INTM205060 - Controlled Foreign Companies: exemptions - Exempt Activities Test ('EAT')
Main business
There is no statutory definition of the term 'main business'. It
is a question of fact which of a controlled foreign company’s
activities constitutes its main business. In most cases the
position will be clear but in cases of doubt the factors to be
considered include the levels of turnover, the amounts of capital
investment and the levels of profitability of the company’s
various activities. Companies can apply for clearance to remove any
doubt (see
INTM214120 to
INTM214150). In some cases it may be
necessary to look at more than one year where the matter is
marginal.
Where a company carries on a single trade, that will
normally be its main business. Where it carries on more than one
trade, the main business is likely to be the trade which generates
the highest turnover and profits. There will, however, be companies
with trading income whose main business may nevertheless be
investment of funds.
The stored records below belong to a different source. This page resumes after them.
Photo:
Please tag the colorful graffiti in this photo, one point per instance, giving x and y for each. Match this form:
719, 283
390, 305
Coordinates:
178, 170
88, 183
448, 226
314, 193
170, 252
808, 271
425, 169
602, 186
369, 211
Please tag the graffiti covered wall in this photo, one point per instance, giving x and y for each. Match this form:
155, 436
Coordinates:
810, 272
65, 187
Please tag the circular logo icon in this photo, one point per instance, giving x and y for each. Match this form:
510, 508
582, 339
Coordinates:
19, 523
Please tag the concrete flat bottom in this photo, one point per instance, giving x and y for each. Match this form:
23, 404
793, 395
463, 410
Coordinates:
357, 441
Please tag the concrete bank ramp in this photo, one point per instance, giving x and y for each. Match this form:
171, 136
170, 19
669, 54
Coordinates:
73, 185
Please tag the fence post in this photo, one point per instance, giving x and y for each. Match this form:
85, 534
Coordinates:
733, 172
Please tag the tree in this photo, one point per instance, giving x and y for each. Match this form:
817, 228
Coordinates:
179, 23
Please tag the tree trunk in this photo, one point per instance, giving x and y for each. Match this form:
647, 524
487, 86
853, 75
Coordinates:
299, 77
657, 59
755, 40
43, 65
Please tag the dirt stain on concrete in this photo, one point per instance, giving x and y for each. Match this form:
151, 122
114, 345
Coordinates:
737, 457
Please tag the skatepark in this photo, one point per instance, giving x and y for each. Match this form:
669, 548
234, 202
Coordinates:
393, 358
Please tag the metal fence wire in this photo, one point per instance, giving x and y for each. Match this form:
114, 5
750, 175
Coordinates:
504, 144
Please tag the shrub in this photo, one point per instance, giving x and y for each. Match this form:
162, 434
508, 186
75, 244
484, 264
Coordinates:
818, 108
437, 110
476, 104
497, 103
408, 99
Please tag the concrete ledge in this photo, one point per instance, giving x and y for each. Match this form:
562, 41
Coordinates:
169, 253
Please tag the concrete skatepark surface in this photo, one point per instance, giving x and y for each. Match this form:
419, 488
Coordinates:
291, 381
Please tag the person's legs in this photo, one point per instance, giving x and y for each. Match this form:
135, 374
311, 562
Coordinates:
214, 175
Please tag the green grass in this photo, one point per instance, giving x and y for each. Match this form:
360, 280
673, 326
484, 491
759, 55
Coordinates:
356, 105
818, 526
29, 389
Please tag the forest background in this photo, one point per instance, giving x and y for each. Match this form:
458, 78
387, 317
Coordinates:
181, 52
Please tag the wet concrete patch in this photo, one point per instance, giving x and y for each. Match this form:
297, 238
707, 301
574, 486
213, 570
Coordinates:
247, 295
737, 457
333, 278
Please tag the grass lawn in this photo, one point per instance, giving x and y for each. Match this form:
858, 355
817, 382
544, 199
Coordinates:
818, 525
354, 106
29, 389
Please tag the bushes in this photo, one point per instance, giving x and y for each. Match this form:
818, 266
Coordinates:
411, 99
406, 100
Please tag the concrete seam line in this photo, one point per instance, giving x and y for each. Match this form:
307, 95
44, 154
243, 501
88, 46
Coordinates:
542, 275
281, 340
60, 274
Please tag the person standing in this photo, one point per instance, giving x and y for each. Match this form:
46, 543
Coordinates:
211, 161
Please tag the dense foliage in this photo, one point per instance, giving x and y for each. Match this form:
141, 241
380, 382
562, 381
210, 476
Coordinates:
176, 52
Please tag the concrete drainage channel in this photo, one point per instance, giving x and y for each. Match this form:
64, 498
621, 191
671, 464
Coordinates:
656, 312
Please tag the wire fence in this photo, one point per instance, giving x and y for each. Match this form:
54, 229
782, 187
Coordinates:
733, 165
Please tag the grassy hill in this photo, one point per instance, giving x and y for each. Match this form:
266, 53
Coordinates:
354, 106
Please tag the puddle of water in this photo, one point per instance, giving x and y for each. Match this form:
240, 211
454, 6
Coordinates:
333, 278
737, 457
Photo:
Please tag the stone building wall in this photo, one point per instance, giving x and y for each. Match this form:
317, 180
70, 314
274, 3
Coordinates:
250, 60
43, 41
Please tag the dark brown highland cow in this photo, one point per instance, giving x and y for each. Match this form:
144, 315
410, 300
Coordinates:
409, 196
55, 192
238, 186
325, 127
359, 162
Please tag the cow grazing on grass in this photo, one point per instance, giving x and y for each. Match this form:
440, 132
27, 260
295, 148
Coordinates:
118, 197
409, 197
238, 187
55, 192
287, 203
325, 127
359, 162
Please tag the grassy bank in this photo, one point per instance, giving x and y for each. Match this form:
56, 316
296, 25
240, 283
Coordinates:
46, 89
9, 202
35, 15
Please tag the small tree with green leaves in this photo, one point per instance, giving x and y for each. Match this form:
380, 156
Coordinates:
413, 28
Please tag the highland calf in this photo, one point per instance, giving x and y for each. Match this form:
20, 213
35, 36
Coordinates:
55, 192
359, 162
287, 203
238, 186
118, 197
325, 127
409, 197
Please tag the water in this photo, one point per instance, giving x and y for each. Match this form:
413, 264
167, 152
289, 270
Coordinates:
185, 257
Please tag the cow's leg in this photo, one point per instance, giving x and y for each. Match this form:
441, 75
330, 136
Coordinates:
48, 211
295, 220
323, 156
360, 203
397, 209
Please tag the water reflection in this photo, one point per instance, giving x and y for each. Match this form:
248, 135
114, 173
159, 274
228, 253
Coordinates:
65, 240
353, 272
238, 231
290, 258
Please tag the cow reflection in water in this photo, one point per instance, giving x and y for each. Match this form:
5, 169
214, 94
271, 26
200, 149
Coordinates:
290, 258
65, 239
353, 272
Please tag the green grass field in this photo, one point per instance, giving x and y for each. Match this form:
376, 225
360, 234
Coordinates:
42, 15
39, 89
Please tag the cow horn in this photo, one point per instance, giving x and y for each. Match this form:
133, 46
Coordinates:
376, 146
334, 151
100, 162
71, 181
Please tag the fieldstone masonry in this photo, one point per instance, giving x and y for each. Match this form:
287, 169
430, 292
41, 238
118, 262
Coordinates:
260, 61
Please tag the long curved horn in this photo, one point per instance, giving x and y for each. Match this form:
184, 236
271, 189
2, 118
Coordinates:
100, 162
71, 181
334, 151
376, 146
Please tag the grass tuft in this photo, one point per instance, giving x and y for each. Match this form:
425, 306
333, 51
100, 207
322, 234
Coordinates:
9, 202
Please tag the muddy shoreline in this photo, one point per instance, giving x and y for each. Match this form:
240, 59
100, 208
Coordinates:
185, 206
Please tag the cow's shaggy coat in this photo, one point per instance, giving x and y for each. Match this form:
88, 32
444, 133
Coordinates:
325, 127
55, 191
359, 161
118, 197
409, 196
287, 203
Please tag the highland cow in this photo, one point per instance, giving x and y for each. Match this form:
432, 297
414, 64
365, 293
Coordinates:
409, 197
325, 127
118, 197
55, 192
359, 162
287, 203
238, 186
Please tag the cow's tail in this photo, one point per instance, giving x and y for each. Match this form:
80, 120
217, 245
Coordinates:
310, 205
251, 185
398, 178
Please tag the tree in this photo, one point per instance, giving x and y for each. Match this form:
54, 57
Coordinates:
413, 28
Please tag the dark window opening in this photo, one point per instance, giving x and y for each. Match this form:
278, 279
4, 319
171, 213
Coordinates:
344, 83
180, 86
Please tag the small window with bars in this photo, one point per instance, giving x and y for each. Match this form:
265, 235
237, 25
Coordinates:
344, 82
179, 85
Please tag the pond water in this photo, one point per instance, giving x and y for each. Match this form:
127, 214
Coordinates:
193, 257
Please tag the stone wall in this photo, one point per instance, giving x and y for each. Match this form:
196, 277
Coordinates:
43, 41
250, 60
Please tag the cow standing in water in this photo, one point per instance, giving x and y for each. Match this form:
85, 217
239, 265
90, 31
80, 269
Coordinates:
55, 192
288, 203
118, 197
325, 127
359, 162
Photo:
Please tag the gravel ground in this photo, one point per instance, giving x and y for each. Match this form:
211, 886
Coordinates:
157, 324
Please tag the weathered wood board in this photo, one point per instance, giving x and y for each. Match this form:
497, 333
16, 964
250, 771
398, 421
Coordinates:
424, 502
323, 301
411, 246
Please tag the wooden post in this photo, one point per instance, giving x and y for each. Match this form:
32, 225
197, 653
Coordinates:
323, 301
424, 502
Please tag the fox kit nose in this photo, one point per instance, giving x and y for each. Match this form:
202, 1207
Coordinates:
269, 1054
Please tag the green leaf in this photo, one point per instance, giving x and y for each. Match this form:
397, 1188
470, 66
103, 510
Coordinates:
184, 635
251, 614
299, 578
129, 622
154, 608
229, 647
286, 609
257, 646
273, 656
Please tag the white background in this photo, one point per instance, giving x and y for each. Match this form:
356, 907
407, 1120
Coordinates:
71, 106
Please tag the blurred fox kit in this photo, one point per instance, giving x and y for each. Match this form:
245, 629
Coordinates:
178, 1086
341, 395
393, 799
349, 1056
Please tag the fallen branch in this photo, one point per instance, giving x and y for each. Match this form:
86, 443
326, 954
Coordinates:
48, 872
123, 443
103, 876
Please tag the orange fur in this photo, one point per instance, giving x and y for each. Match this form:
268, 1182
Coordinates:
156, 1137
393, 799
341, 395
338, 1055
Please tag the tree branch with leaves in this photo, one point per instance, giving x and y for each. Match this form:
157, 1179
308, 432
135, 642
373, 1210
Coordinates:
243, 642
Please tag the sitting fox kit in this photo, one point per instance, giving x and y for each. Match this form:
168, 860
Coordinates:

Such companies are likely to be characterised
by investment income in excess of their trading profits or
investments with a value in excess of the assets employed in the
trade. The time devoted by employees to different activities is a
poor indication of the main business since investment income is by
its nature passive and less likely to absorb staff time than an
active trade.
Example
A company carries on a wholesaling business with 4 staff and
a turnover of £12 Million. It makes a 4% gross profit which,
after expenses, gives net profits of £400,000. It has also
invested £7 Million in long term bonds with an 8% yield. No
one individual spends all his time on the investment side of the
business. The main business is the investment of securities. The
net profit on both businesses is considered the better measure here
in deciding which is the main business.